Professora do Departamento de História da UFBA (Universidade Federal da Bahia) em cooperação técnica com a Ufop (Universidade Federal de Ouro Preto)

De acordo com dados do Tribunal Superior Eleitoral (TSE) sobre o primeiro turno das eleições de 2022, Luiz Inácio Lula da Silva (PT) conquistou 25,7 milhões de votos a mais que o total obtido pela legenda com Fernando Haddad em 2018.

Em relação à votação do ex-prefeito, Lula obteve um crescimento total de 19,3 pontos percentuais: 18 no Nordeste, 23 no Sudeste e 17 no Sul. Esses dados demonstram a consolidação política do PT no Nordeste e que, apesar de o atual presidente, Jair Bolsonaro (PL), ter ficado em primeiro lugar no Sudeste e no Sul, foi a diminuição da margem de votos entre ele e Lula em São Paulo, no Rio de Janeiro e no sul de Minas Gerais que fizeram o petista chegar à frente no primeiro turno com 6,1 milhões de votos a mais.

Lula em ato da campanha em Salvador, na Bahia - Felipe Iruata/Reuters

Logo após a vitória esmagadora no Nordeste, com quase 13 milhões de votos a mais de Lula sobre Bolsonaro, houve várias manifestações preconceituosas e ataques xenofóbicos contra os nordestinos, estimulados pelo atual presidente —que mentiu publicamente ao atribuir seu segundo lugar ao analfabetismo na região.

Por que Bolsonaro e seus apoiadores insistem nesse tipo de violência contra uma região e sua gente? O que o atual presidente quer negar desta vez? As respostas para essas questões passam pelo apagamento da pujança do Nordeste com os governos petistas, pois a democratização do acesso às políticas públicas alterou substancialmente todos os indicadores econômicos, sociais e culturais da região.

Segundo dados da Pesquisa Nacional por Amostra de Domicílios (Pnad), entre 2001 e 2012 os nordestinos tiveram o maior ganho de renda entre todas as regiões do país, fazendo com que a participação da base da pirâmide social caísse de 66% para 45%. Como resultado, a classe média no Nordeste saltou de apenas 28%, em 2002, para 45% em 2012.

Cumpre destacar que, em 2002, apenas 5 milhões de nordestinos tinham emprego formal. Já em 2013 esse número passou para quase 9 milhões. O dado demonstra que esses postos de trabalhos, somados à política de valorização do salário mínimo no período, romperam com o destino de milhares de nordestinos obrigados a aceitar subempregos e humilhações no centro-sul do país.

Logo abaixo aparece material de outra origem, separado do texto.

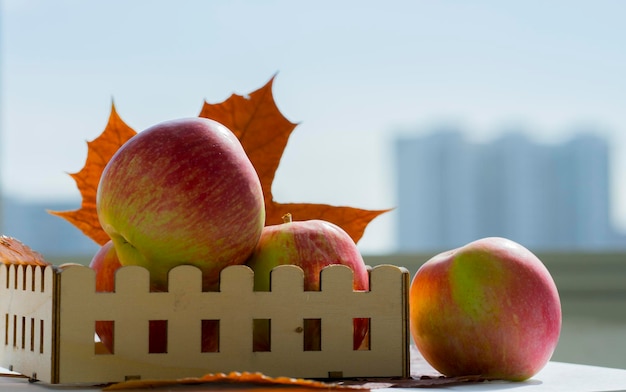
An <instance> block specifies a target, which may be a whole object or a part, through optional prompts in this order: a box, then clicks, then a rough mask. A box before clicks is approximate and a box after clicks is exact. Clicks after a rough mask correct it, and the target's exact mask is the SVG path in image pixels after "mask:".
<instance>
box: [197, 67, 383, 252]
mask: <svg viewBox="0 0 626 392" xmlns="http://www.w3.org/2000/svg"><path fill="white" fill-rule="evenodd" d="M273 81H274V78H272V79H270V81H269V82H268V83H267V84H266V85H265V86H263V87H261V88H260V89H258V90H256V91H254V92H253V93H251V94H248V95H247V96H242V95H237V94H233V95H231V96H230V97H229V98H228V99H227V100H225V101H224V102H222V103H218V104H209V103H207V102H205V103H204V105H203V107H202V110H201V112H200V117H206V118H210V119H213V120H215V121H218V122H220V123H222V124H224V125H225V126H226V127H227V128H229V129H230V130H231V131H233V133H235V135H237V137H238V138H239V140H240V141H241V144H242V145H243V148H244V150H245V151H246V153H247V154H248V158H250V161H252V164H253V165H254V167H255V168H256V170H257V173H258V174H259V177H260V179H261V186H262V188H263V196H264V197H265V210H266V211H265V216H266V217H265V224H266V225H276V224H280V223H282V222H283V218H282V217H283V215H285V214H286V213H291V214H292V216H293V217H294V219H295V220H309V219H322V220H326V221H328V222H332V223H334V224H336V225H338V226H339V227H341V228H343V229H344V230H345V231H346V232H347V233H348V234H349V235H350V236H351V237H352V239H353V240H354V242H358V241H359V240H360V239H361V237H362V236H363V232H364V231H365V228H366V227H367V225H368V224H369V223H370V222H371V221H372V220H373V219H374V218H376V217H377V216H379V215H380V214H382V213H385V212H387V211H389V210H388V209H387V210H364V209H359V208H353V207H343V206H332V205H328V204H310V203H288V204H283V203H279V202H276V201H275V200H274V197H273V195H272V184H273V182H274V175H275V174H276V169H278V165H279V163H280V159H281V157H282V155H283V152H284V150H285V147H286V146H287V141H288V140H289V136H290V135H291V132H292V131H293V130H294V129H295V127H296V125H297V124H294V123H292V122H290V121H289V120H287V119H286V118H285V117H284V116H283V115H282V113H281V112H280V110H279V109H278V107H277V106H276V102H275V101H274V97H273V95H272V84H273ZM323 185H324V184H320V186H323Z"/></svg>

Além disso, a criação de 18 universidade públicas beneficiou diretamente 28 cidades nordestinas e fez com que a região saltasse de 413.709 universitários para 1.434.825 em 2012 —assim como o total de cursos de doutorado e mestrado também cresceu 33% entre 2010 e 2012 (Inep).

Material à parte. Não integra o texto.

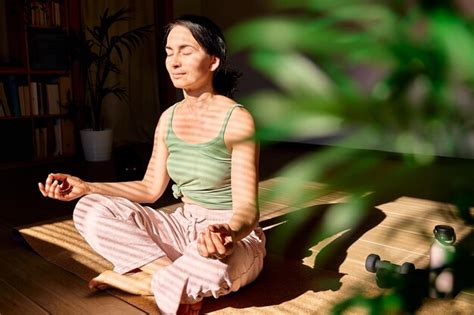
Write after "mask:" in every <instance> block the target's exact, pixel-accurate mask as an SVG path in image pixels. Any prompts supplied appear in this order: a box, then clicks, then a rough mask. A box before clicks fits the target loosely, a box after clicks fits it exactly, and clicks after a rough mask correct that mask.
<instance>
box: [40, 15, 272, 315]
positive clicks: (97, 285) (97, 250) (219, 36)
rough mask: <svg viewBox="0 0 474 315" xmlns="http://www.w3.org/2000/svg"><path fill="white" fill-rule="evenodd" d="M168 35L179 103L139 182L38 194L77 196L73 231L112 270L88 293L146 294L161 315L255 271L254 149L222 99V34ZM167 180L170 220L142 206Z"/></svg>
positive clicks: (262, 237) (240, 286)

A mudança na região foi tanta que o portal UOL destacou em 19 de fevereiro de 2013: "Com investimento de US$ 50 bi, Nordeste vira rota de grandes empresas". O texto reforçava o protagonismo da Bahia no notável crescimento da região: até 2015, o estado concentrava o maior número de fábrica de carros e motos, refinarias, estaleiros e siderúrgicas.

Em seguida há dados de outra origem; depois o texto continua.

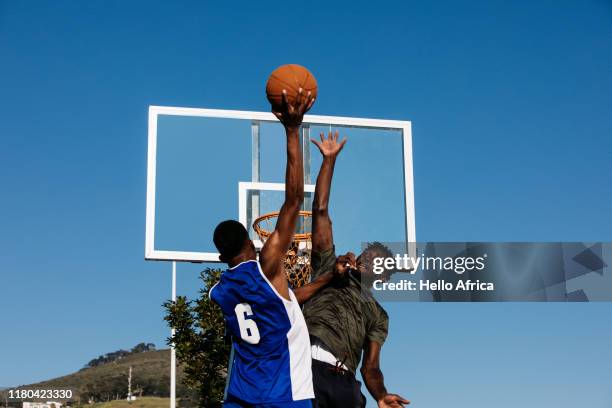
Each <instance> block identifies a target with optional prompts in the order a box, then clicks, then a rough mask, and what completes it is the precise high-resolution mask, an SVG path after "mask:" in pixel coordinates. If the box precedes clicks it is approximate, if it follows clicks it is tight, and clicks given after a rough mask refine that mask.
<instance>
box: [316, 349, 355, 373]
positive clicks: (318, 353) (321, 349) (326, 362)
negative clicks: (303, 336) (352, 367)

No primeiro mandato do governo Lula, a participação do Nordeste no PIB nacional foi de 12,8%. Em 2010, pulou para 13,5%, obtendo um crescimento relativo a 4,6% ao ano —acima da média nacional de 4%, porque enquanto a classe dominante do Nordeste aproveitou o forte investimento estatal para reinvestir na região, diversificar a produção e gerar novos empregos formais, boa parte dos capitalistas do Sudeste usou o dinheiro das desonerações do governo Dilma Rousseff (PT) para aplicar no rentismo (Anbima, 2019).

Os dados acima demonstram que a população nordestina vota conscientemente no PT porque trata-se de um projeto de país que reduziu as assimetrias regionais, politizando o acesso às políticas públicas dos que historicamente viveram à margem do Estado. Não à toa é a região que polariza com o analfabetismo político dos que naturalizam um governo autocrático, negacionista, antidesenvolvimentista, preconceituoso e violento.